Hi guys. I wanted to share one of my latest curved dovetail spline urns. I'm finishing up a couple other black walnut versions. The newer ones have removable lids with a small velvet lined photo keepsake section. I'm also working on a tiger maple version with walnut dovetails. I've been focusing almost all of efforts into designing and making these. Its been a really fun journey so far. Can't thank the "Kenbo" enough for teaching me how to take proper photos. 






​


----------



## Smith Brother (Dec 9, 2012)

How big is this beauty? 

Great picture, nice to Thank Kenbo, WHO IS HE ANYWAY?, just kidding...... 

Maybe you can post some pic's of how you make your pieces. 

Nice work,

Dale in Indy


----------



## mike1950 (Aug 29, 2010)

Very Very Nice box..............


----------



## btyirin (Aug 14, 2008)

Thanks guys. This one is about 12 x 8 x 6.


----------



## Hwood (Oct 21, 2011)

very cool


----------



## rayking49 (Nov 6, 2011)

I love the flowing wraparound grain. Nice job on this.


----------



## MapleMoose (Sep 25, 2012)

Wow, that really is a beautiful box. I would love to see some build/progress photo's if you have any.


----------



## thegrgyle (Jan 11, 2011)

rayking49 said:


> I love the flowing wraparound grain. Nice job on this.

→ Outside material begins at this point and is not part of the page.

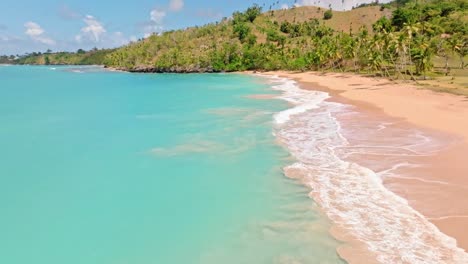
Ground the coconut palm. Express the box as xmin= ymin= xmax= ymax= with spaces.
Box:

+1. you did an incredible job on this.


----------



## Tazhunter0 (May 6, 2013)

very nice


----------



## johnnie52 (Feb 16, 2009)

Very nice resting place. I love the curved sides.


----------



## Fastback (Sep 2, 2012)

Really like how you blended the wood grain. Very nice.


----------



## btyirin (Aug 14, 2008)

Thanks guys


----------